David doesn’t want to be the guardian, but he swears to his dying brother that he will do it, much to the disappointment of his sister Lydia who wants the position herself. Now that David is guardian he vows to stop Underwood from killing and turn him into a kinder, gentler vampire. But how do you stop a vampire from killing and how will he stop Lydia from taking his job and using Underwood for her own plans?
Underwood and Flinch Resurrection by Mike Bennett is an excellent horror novel that shows books about vampires never get old. I was hooked on the story right from the beginning when you get to see the relationship between Underwood and Arthur Flinch who is David’s father. They are a team and work well together. I loved the part when Arthur and Lord Underwood have a conversation on the meaning of life right before Underwood goes into a casket for a 50 year hibernation. Mike Bennett did a good job of creating multi-dimensional characters and creating a vampire that you can’t help to root for.

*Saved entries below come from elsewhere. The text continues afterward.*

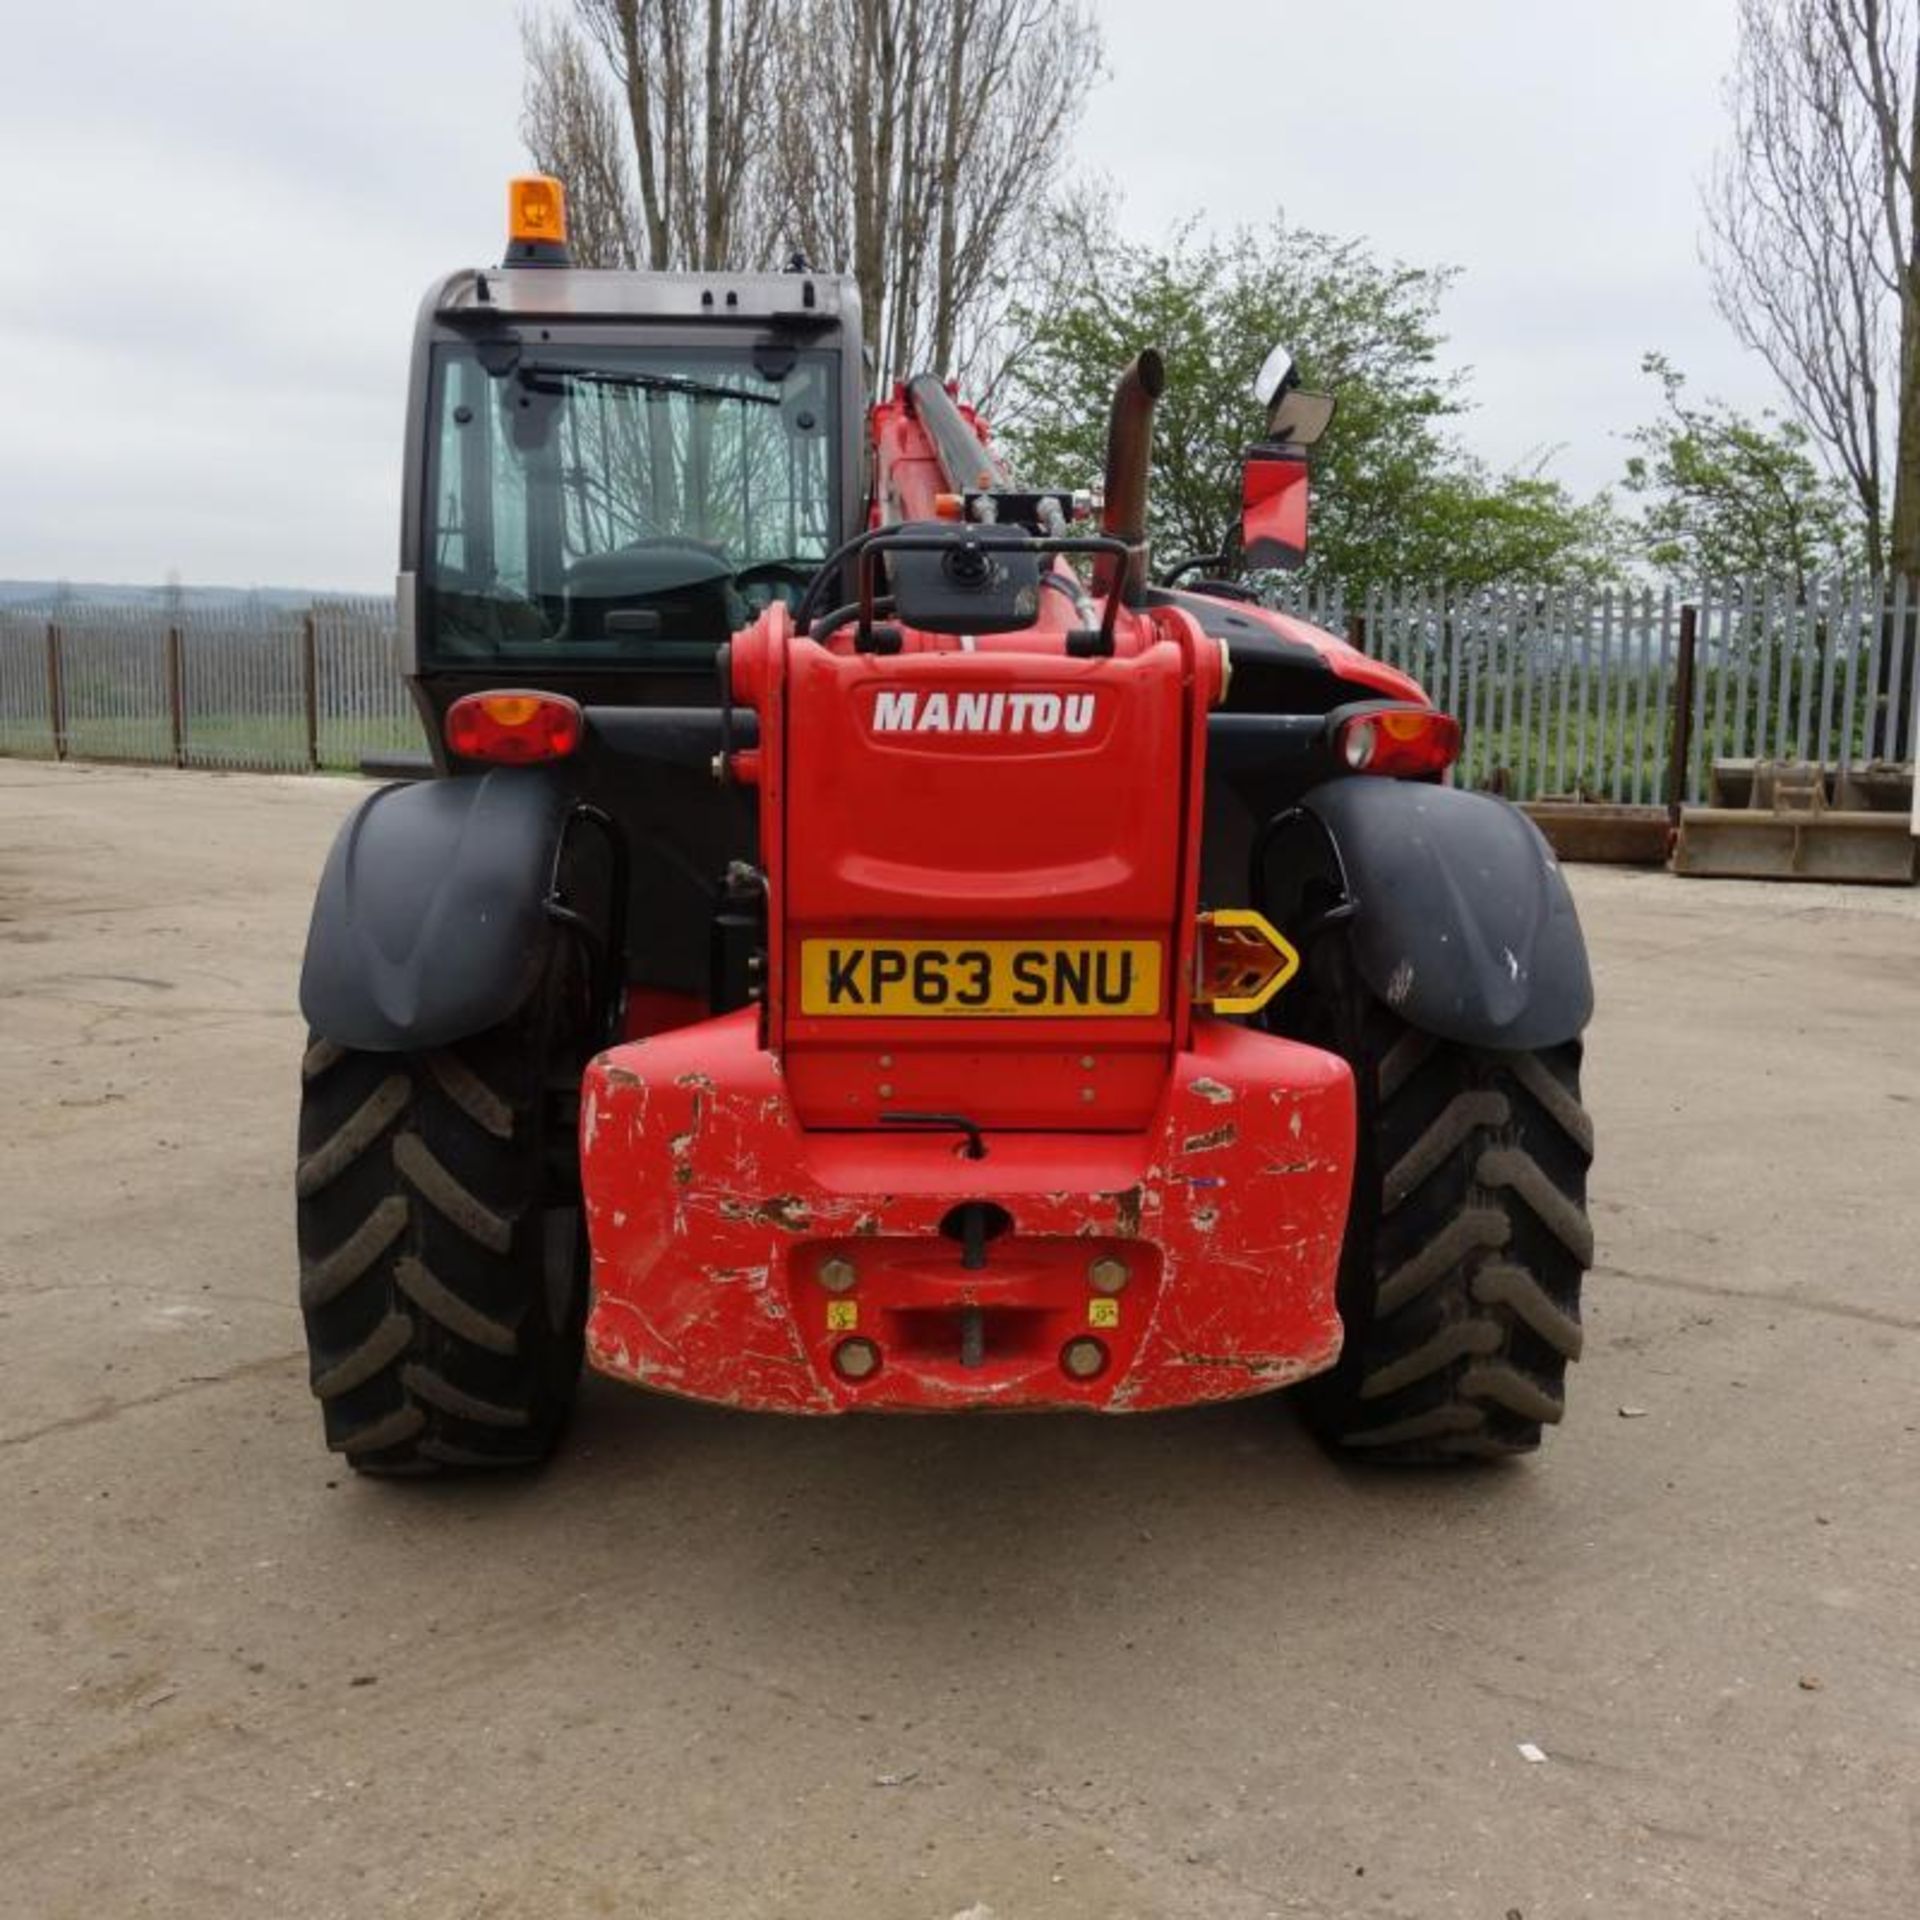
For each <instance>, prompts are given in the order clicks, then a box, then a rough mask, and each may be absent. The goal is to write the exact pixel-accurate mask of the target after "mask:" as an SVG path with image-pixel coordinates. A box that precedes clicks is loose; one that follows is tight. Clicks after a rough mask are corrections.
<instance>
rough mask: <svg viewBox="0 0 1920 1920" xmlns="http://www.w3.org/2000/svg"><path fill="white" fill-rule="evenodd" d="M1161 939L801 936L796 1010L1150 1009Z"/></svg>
mask: <svg viewBox="0 0 1920 1920" xmlns="http://www.w3.org/2000/svg"><path fill="white" fill-rule="evenodd" d="M1160 964H1162V950H1160V941H854V939H847V941H801V1012H803V1014H864V1016H866V1018H868V1020H876V1018H877V1020H899V1018H902V1016H904V1018H918V1016H925V1014H947V1016H962V1018H964V1016H970V1014H972V1016H973V1018H975V1020H985V1018H995V1020H1006V1018H1018V1016H1023V1014H1039V1016H1048V1018H1052V1020H1062V1018H1073V1016H1092V1018H1112V1016H1123V1018H1127V1016H1131V1018H1140V1016H1152V1014H1158V1012H1160Z"/></svg>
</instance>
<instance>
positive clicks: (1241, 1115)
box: [582, 1014, 1354, 1413]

Flash forward to the present and you have David who is the opposite of his father. He looks at the family business of taking care of a vampire as evil and wants no part of it. You see when he is introduced, he has trouble with relationships and doesn’t trust people. He wants to make a difference in the world, but his past is dictating his future and his life is not his own.
There seems to be a theme in Resurrection of how everyone is a shade of gray. Lydia and Lord Underwood both look at themselves as evil, but both of them show several times how they have a conscience. Lydia feels guilt when someone close to her dies even though she says it was for the greater good. Underwood kills two people and then apologizes for it, saying he had to do it. David threatens to kill his neighbors at one point, but he still wants to stop Underwood from killing. All of the characters in this book are fascinating and not what they first appear to be.
What I liked most about Underwood and Flinch Resurrection is how it blends comedy with horror. Leading up to the resurrection scene, the exchange between the three people who are reviving Underwood was funny along with Underwood’s worshipers who try to get a closer look at the resurrection. I also liked how all the followers run off when they discover that Underwood may not be the savior they thought he was. Underwood And Flinch Resurrection is an excellent vampire tale that has everything you could want in a horror novel. I’m looking forward to what Mike Bennett has in store for us in his the second Underwood and Flinch novel called Bonded In Blood.